In the first place, the time spent by these professions directly
improves the quality of our lives. Making them more and more efficient is not,
after a certain point, actually desirable. What sense does it make to ask our
teachers to teach ever bigger classes? Our doctors to treat more and more
patients per hour? The Royal College of Nursing in Britain warned recently that
front-line staff members in the National Health Service are now being
“stretched to breaking point,” in the wake of staffing cuts, while a study
earlier this year in the Journal of Professional Nursing revealed a worrying
decline in empathy among student nurses coping with time targets and efficiency
pressures. Instead of imposing meaningless productivity targets, we should be
aiming to enhance and protect not only the value of the care but also the
experience of the caregiver.
The care and concern of one human being for another is a peculiar
“commodity.” It can’t be stockpiled. It becomes degraded through trade. It
isn’t delivered by machines. Its quality rests entirely on the attention paid
by one person to another. Even to speak of reducing the time involved is to
misunderstand its value.
Care is not the only profession deserving renewed attention as a
source of economic employment. Craft is another. It is the accuracy and detail
inherent in crafted goods that endows them with lasting value. It is the time
and attention paid by the carpenter, the seamstress and the tailor that makes
this detail possible. The same is true of the cultural sector: it is the time
spent practicing, rehearsing and performing that gives music, for instance, its
enduring appeal. What — aside from meaningless noise — would be gained by
asking the New York Philharmonic to play Beethoven’s Ninth Symphony faster and
faster each year?
The endemic modern tendency to streamline or phase out such
professions highlights the lunacy at the heart of the growth-obsessed,
resource-intensive consumer economy. Low productivity is seen as a disease. A
whole set of activities that could provide meaningful work and contribute
valuable services to the community are denigrated because they involve
employing people to work with devotion, patience and attention.
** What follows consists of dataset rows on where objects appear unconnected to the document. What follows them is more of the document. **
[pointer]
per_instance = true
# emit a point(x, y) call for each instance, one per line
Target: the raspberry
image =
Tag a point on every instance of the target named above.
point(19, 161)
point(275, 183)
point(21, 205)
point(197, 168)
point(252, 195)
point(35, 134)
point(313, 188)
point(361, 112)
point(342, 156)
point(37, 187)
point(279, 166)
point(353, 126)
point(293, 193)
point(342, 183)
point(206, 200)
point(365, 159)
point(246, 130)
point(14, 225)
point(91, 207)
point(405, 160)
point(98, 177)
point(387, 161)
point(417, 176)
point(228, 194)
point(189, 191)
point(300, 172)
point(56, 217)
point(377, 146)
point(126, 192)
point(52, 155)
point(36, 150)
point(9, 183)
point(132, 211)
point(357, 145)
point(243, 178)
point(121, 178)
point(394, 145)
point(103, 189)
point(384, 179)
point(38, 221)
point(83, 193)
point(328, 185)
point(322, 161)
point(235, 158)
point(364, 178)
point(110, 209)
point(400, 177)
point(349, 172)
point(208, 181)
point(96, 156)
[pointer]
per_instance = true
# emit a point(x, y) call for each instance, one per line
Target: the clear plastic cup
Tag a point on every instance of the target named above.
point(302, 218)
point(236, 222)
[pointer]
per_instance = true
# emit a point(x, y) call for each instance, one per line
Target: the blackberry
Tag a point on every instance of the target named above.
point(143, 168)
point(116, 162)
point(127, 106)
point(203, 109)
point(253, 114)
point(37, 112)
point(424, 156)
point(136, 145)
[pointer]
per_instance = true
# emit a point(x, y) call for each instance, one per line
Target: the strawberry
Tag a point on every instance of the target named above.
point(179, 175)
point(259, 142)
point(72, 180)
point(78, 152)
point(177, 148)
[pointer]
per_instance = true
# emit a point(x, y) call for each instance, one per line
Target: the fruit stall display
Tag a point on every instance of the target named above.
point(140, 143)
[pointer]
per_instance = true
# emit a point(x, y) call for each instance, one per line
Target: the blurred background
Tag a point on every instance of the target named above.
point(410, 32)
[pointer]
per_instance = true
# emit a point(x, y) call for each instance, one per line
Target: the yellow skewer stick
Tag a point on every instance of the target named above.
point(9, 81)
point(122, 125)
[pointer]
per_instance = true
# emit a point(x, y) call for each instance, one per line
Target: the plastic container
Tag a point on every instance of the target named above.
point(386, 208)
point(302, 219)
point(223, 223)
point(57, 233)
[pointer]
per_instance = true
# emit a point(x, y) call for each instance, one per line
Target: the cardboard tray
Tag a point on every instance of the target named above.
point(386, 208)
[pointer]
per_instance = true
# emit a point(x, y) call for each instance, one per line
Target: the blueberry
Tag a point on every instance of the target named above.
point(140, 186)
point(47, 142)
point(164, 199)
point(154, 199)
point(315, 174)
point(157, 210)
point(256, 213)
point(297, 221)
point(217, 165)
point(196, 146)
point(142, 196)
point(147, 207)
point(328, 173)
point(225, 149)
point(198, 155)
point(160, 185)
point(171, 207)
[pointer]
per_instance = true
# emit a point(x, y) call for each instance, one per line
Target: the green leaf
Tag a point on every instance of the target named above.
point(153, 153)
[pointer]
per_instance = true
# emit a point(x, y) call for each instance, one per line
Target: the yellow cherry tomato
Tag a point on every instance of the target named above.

But people often achieve a greater sense of well-being and
fulfillment, both as producers and consumers of such activities, than they ever
do in the time-poor, materialistic supermarket economy in which most of our
lives are spent. And here perhaps is the most remarkable thing of all: since
these activities are built around the value of human services rather than the
relentless outpouring of material stuff, they offer a half-decent chance of
making the economy more environmentally sustainable.
Of course, a transition to a low-productivity economy won’t happen by
wishful thinking. It demands careful attention to incentive structures — lower
taxes on labor and higher taxes on resource consumption and pollution, for
example. It calls for more than just lip service to concepts of
patient-centered care and student-centered learning. It requires the
dismantling of perverse productivity targets and a serious investment in skills
and training. In short, avoiding the scourge of unemployment may have less to
do with chasing after growth and more to do with building an economy of care,
craft and culture. And in doing so, restoring the value of decent work to its
rightful place at the heart of society.
Tim Jackson is a
professor of sustainable development at the University of Surrey and the author
of “Prosperity Without Growth: Economics for a Finite Planet.”